# System Design

# Framework for the interview

  1. Clarify the problem and define the scope
  2. Propose high-level design and get buy in
    1. Come up with blueprint, ask for feedbacks
    2. Draw diagrams
    3. Do back-of-the-envelop calculation to validate the blueprint
  3. Deep dive into the design
  4. Wrap up
    1. Traffic bottleneck
    2. Security hole
    3. Single point of failure

# Design a rate limiter

Benefits of a rate limiter

  1. Prevent from DoS (deniel of serice) attack.
  2. Reduce cost for unnecessary calls.
  3. Prevent servers from being overloaded.

# Clarification

  1. What types of rate limiter is this, client side or server side? Server
  2. What property does the rate limiter throttle on, IP/User/etc? It should be a general rate limiter
  3. Is the rate limiter a service or embedded into code? Up to you.

Summary

This is a rate limiter which

  1. Limites excessive requests
  2. Introduce little latency to http traffic
  3. Applicable to distributed servers
  4. Does not impact the service if it fails

# Algorighms

  1. Token bucket
    • Tokens are refilled at certain intervals, each request consumes a token.
    • It takes two params: bucket size and refill rate.
    • Burst is allowed as long as there are tokens in the bucket.
  2. Leak bucket
    • At the end of token bucket, add a queue to process requests at fixed rate.
    • Burst requests are allowed but will be processed in a queue with fixed rate.
  3. Fixed window counter
    • At certain interval, e.g. every 1 min, count how many requests are sent and drop any requests that exceeds limit. Reset the count when the next window starts.
    • There may be over flow if a bunch of requests sent at the end of previous window and the beginning of the next window.
  4. Sliding window log
    • Keep logging the timestamp. If in the designed time window the number of requests are more than limit, just do log and no op.
    • It consumes a lot of memory because all the timestamps are recorded.
  5. Sliding window counter

# Deep Dive

  1. How to guarantee consistency and avoid race happens?
    • Maybe all rate limiters can read and write to the same redis service.
  2. Architecture
    • There should be a redis service for storing the request info
    • There should be configuration service to set up the rate limiting rules. The rules can be stored in a database and the rate limiter constantly reads the database and update the rules in memory.
    • Before the rate limiter, there should also be a request user identification service to distinguish different users.
    • There are two options when limit is reached, either drop the request or store the request in a message queue to handle later.
    • To make sure different servers share the same information, we can use a distributed cache system such as redis.

# References

  1. This YouTube video Link

# Consistent hashing

When you have multiple cache servers, each cache servers stores certain keys. Find a solution such that the keys are consistently mapped to servers.
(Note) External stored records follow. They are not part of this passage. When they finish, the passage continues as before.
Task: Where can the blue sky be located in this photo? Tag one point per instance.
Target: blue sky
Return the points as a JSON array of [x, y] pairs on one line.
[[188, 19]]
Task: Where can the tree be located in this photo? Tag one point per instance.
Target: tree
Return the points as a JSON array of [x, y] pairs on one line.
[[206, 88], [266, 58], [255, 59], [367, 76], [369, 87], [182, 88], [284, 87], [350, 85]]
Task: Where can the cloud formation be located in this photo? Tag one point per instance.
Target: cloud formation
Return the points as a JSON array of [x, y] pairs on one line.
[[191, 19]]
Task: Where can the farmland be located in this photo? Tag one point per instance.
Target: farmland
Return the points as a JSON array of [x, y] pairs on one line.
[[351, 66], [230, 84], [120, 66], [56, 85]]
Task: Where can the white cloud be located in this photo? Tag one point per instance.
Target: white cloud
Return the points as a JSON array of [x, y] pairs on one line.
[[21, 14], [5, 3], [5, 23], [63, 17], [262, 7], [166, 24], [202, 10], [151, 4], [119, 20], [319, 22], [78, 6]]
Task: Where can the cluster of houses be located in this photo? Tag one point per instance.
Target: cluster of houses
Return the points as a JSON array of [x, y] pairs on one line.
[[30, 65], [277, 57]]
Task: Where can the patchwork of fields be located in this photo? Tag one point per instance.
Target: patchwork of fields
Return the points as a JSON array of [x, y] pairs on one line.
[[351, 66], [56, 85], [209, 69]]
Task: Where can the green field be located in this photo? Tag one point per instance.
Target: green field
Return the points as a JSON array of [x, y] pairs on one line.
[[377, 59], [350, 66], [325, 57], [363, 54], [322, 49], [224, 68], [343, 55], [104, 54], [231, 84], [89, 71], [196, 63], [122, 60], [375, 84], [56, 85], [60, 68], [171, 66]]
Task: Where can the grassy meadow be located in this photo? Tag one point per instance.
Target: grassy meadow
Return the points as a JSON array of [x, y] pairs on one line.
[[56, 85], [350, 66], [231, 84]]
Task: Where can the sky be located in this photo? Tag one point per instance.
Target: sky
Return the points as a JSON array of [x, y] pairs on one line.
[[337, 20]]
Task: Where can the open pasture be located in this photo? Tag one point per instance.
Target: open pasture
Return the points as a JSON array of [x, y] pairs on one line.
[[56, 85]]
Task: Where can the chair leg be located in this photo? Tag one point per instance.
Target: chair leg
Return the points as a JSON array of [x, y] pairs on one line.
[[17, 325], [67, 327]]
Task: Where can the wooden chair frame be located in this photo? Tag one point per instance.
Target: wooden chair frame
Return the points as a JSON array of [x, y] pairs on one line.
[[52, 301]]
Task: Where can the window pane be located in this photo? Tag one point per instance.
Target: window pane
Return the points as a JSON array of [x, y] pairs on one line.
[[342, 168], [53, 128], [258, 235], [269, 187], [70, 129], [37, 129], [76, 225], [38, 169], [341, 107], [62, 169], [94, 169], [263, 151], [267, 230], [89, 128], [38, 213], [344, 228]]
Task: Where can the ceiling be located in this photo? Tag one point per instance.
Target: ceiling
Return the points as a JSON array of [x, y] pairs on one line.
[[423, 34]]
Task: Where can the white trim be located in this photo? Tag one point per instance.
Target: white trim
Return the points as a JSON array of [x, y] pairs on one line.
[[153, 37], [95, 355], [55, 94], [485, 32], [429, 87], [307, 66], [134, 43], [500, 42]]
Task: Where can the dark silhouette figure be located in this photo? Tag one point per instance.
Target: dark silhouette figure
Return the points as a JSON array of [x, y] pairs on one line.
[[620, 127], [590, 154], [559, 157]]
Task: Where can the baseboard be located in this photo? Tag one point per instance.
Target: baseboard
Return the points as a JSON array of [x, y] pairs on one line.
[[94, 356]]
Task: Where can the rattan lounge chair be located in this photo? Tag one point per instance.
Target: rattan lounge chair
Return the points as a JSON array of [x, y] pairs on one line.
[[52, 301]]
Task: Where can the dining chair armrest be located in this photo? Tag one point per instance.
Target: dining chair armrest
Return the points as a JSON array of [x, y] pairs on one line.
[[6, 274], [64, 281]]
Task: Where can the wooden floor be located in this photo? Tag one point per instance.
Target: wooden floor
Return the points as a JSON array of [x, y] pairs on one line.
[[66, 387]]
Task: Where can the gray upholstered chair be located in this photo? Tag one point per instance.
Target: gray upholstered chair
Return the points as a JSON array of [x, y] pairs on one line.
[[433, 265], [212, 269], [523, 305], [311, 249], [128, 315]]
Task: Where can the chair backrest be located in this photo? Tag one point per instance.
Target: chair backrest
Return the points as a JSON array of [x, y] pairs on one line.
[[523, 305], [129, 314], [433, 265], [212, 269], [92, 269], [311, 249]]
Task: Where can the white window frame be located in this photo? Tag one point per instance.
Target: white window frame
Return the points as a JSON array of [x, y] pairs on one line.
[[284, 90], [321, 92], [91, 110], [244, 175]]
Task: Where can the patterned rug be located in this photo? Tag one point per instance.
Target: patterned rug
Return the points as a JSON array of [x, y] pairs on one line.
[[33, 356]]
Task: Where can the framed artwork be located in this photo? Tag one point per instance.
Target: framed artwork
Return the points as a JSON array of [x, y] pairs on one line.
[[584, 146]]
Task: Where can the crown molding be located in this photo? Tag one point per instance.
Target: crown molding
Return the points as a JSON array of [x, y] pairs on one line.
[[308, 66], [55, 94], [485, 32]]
By definition, consitent hashing means when a hash table with _k keys is remapped from N slots to N+1 slots, only k/N keys have to be remapped.

# Algorithm

To achieve consistent hashing, create a ring and evenly distribute the servers on the ring. For keys allocated on the ring, the first server in clockwise direction is the server that stores this key.

A problem with this approach is that keys may be unevenly distributed, so in a certain position, there may be a lot of keys. A improved version of this approach to address such issue is to have every server split around the ring with N parts.

When inserting a new server, just insert to the largest gap between two servers.

# Key-Value store

# Single machine

Storeing k-v store in a single machine is easy. It's just a hashmap. We can even store frequently accessed data in memory and the rest on disk.

# Distributed system

CAP Theorem

  1. Consistency means every node in the distributed system show the same data
  2. Availability means evey some nodes are down, the system still works
  3. Parition tolerance means even if connection between nodes are broken, the system still works

We could do a consistent hashing with virtual nodes. And make sure every data is written to the next N replicas on the ring.

We can also design parameters such as read and write quorum.

  1. N is the number of replicas to store the data.
  2. R is the read quorum. When accessing data, we must wait for reponse from at least R replicas.
  3. W is the write quorum. When accessing data, we must wait for W replicas ACK the write.

when R = 1, it's in fast read mode. W = 1, in fast write mode. R + W > N means it's in consistent mode. W + R < N means consistency is not guaranteed.

Consistency Models

  1. Strong consistency means everytime at read, there's no stale data.
  2. Weak consitency may read stale data
  3. Eventual consistency is a special form of weak consistency. Given enough time, no data will be stale.

Conflict Handling What if one node has been written data A and another node has been written data B? We can do data versioning (i.e. give each server a priority list) to resolve conflicts. Each write will be accompanied with a version of [server, version], such as [Server A, version 1] meaning this is the first time Server A writes the data. Then create a rule to resolve conflicts.

# Google's load balancer

This is based on Maglev

# Requirements

  1. Connect network packet to their corresponding service and distribute them evenly to the endpoints.
  2. Large processing capability with small packets.
  3. Consist hashing and connection tracking so that connection can be recovered upon failures.